Gregor thought furiously. He hated being put in a position like this, but there just wasn't time. Not now. ‘We'll have to keep moving. There's no point hanging around here looking for her.'

‘What's the hurry?' Lari asked.

‘We've only got a couple of days to get across the city so the three of you can leave. Head east.'

‘Why don't we just use the mags? Jem can use dead I.D.s and reallocate—'

‘Too dangerous. Especially with Saria. Security will be monitoring the system like never before. And besides' – he threw Lari a grim smile – ‘before too much longer, the maglift system is going to become a lot less reliable than it used to be.'

‘Why?'

But Gregor wasn't listening anymore. He ran his fingers across his bare scalp and talked to himself as much as to the other three.

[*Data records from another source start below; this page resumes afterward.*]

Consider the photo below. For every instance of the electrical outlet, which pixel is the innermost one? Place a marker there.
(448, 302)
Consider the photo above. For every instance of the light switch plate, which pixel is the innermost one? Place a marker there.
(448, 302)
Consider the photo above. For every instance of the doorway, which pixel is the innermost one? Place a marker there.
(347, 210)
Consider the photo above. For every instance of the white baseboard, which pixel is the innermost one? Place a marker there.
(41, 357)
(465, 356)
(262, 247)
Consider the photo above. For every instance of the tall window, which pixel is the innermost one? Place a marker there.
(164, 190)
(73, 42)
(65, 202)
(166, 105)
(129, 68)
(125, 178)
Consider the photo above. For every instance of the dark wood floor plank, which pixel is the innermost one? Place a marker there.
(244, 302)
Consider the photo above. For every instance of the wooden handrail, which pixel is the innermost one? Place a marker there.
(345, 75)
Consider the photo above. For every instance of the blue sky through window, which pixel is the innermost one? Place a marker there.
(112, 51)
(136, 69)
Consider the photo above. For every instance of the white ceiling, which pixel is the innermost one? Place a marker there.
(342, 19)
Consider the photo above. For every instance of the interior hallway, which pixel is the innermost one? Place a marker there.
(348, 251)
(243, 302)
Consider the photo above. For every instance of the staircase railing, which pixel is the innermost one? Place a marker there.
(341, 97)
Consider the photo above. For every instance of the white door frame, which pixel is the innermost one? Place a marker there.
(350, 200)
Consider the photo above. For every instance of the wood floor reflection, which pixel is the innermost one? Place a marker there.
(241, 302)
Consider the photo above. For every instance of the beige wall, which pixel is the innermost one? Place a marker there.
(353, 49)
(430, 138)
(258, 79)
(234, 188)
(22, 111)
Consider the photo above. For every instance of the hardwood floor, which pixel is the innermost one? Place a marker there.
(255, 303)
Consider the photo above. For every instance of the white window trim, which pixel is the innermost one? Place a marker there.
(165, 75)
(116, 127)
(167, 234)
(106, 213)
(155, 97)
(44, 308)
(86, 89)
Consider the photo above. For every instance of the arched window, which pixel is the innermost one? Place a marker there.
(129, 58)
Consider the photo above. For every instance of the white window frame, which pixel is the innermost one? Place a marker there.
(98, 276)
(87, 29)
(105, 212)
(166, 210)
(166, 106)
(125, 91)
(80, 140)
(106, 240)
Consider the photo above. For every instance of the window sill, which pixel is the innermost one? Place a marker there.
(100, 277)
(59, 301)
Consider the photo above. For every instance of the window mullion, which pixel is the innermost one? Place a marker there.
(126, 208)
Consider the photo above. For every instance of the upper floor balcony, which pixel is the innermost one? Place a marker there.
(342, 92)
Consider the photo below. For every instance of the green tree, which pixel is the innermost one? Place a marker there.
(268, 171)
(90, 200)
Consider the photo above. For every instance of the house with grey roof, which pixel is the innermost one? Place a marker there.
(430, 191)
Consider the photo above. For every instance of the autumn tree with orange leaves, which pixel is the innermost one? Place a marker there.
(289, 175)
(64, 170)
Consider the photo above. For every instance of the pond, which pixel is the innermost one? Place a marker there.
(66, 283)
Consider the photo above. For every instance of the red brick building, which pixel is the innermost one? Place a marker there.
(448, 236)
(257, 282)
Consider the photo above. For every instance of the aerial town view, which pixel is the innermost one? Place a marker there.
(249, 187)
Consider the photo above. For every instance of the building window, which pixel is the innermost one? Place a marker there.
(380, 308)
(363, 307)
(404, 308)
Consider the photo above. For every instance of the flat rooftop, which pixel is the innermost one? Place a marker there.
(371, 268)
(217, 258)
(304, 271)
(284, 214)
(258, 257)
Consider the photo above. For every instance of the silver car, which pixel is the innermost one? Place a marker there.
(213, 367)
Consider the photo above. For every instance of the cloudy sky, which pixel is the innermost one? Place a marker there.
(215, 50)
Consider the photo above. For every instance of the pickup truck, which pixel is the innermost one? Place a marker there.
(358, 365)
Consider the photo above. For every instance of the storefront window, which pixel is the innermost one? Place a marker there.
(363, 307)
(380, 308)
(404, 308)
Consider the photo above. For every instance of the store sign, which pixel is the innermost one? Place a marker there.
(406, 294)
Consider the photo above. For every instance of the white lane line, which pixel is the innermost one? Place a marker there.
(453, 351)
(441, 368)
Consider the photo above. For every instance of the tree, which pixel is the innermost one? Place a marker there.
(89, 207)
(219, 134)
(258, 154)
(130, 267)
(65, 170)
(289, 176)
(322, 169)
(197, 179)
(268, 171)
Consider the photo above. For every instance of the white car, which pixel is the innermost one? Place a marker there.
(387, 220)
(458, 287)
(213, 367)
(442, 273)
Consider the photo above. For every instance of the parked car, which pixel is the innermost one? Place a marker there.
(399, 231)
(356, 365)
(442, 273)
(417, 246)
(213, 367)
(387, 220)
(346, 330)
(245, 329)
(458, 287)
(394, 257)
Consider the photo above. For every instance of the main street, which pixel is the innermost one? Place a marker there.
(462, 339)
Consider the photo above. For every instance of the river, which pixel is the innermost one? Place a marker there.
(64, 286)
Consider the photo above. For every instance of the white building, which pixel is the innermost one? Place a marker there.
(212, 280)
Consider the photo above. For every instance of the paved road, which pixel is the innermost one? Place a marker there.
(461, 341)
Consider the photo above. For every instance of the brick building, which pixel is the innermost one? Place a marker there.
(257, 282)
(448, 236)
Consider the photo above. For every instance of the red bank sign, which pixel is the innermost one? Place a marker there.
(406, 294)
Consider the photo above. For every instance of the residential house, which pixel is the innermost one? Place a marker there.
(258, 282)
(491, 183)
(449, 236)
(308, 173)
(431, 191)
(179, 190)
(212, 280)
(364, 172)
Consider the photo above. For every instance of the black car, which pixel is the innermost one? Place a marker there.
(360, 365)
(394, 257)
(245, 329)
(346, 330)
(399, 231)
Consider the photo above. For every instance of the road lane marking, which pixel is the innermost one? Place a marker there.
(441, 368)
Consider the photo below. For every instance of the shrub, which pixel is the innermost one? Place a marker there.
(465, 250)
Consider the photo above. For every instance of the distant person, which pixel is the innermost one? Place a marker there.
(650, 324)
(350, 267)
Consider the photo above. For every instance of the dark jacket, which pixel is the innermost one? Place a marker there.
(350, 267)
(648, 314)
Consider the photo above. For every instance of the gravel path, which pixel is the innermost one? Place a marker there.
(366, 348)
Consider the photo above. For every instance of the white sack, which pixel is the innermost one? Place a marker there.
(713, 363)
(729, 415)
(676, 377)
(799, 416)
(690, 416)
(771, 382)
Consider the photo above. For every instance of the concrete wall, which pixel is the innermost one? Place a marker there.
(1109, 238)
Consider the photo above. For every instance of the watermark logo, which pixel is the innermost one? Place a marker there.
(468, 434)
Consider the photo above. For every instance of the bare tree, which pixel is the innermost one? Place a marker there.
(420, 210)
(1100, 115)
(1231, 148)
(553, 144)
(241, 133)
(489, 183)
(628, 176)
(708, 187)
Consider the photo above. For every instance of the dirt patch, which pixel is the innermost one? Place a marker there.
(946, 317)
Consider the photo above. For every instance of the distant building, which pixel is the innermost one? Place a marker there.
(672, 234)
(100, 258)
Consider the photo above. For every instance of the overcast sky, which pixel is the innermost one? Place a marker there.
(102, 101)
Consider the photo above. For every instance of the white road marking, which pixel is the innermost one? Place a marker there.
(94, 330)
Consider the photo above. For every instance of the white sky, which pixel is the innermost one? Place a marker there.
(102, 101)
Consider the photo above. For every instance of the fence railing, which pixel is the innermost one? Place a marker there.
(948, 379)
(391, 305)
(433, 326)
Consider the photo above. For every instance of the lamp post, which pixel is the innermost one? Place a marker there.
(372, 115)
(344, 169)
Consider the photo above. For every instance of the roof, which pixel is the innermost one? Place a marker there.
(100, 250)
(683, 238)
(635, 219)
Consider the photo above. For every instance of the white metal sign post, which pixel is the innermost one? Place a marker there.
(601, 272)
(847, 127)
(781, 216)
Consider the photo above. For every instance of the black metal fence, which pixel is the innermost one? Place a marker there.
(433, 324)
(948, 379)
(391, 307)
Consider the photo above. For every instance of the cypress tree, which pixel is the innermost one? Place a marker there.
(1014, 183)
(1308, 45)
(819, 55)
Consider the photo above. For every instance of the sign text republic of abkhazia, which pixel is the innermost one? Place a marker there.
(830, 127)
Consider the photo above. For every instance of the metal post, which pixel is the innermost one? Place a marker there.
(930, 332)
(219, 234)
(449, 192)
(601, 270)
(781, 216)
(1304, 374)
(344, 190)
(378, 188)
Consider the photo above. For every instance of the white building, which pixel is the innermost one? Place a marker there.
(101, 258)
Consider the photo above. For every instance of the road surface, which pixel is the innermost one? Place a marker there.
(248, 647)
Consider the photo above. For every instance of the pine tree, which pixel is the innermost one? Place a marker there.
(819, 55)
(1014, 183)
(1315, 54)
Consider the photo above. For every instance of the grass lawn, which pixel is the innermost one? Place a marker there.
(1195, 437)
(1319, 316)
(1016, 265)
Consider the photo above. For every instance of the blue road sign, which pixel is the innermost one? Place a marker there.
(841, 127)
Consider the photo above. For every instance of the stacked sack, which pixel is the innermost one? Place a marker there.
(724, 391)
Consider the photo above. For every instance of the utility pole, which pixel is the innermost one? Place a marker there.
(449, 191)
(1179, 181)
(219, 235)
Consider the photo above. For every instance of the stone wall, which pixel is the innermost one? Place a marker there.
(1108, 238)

‘If security agents have Kesra, then we'll have to accelerate our actions.'

‘What have you done, Dad?'

Gregor smiled at her. ‘Just what we always planned to do, honey. Tear down the sky. Give the Prelature bigger concerns than the three of you. Now, let's go.'

‘You're going to destroy the city?'

Gregor faced her. ‘The city's dying already, Jem. Larinan can attest to that.'

‘And you're not going to try and stop it happening?'

‘Stop it? Not at all.' Gregor shook his head. ‘This is what I was trying to explain, Jem. This city – all the cities, for that matter – they've had their chance at life and they've squandered it. They've closed themselves off, first from the Earth itself, then from one another, and finally from their own citizens. The cities decided that some people are more expendable than others, that some life is less valuable than other life, and now they're paying for it. The city is dying, Jem, and your best chance of living is if it happens sooner rather than later, so I'm planning to help it along.'

‘That goes against everything the Underground stands for.'

‘No, Jem. I started the Underground to fight for equality, and to provide a little hope for everyone who lives down here in the twilight. Well, thanks to the entropy scenario, it's too late for equality. That dream is as dead as those stones back there. All that leaves us with is hope. That's all the Underground has left to fight for. And that's where you three come in. As long as you're out there, as long as you can get away, then there's hope. I'll die with this city, knowing that there's a chance, just a chance, that my daughter – that humanity – will continue out there. And because you're my daughter, I know that whatever world you build will be better than the one you're leaving behind.'

Gregor turned away and looked out from the top of the embankment. From his raised position, the old city stretched away in every direction. Through the murky air the domestems rose into the night, and here and there ground-level fires, some of which had been burning for a hundred years, threw dancing red shadows onto the smog. He was vaguely aware of the three children climbing up to stand a little behind him.

‘Look at it, kids.' Gregor shook his head. ‘We built ourselves our own little hell. Well, now we're going to destroy it.'

Wordlessly, he set off east along the top of the embankment, the ancient city smouldering and steaming at his feet.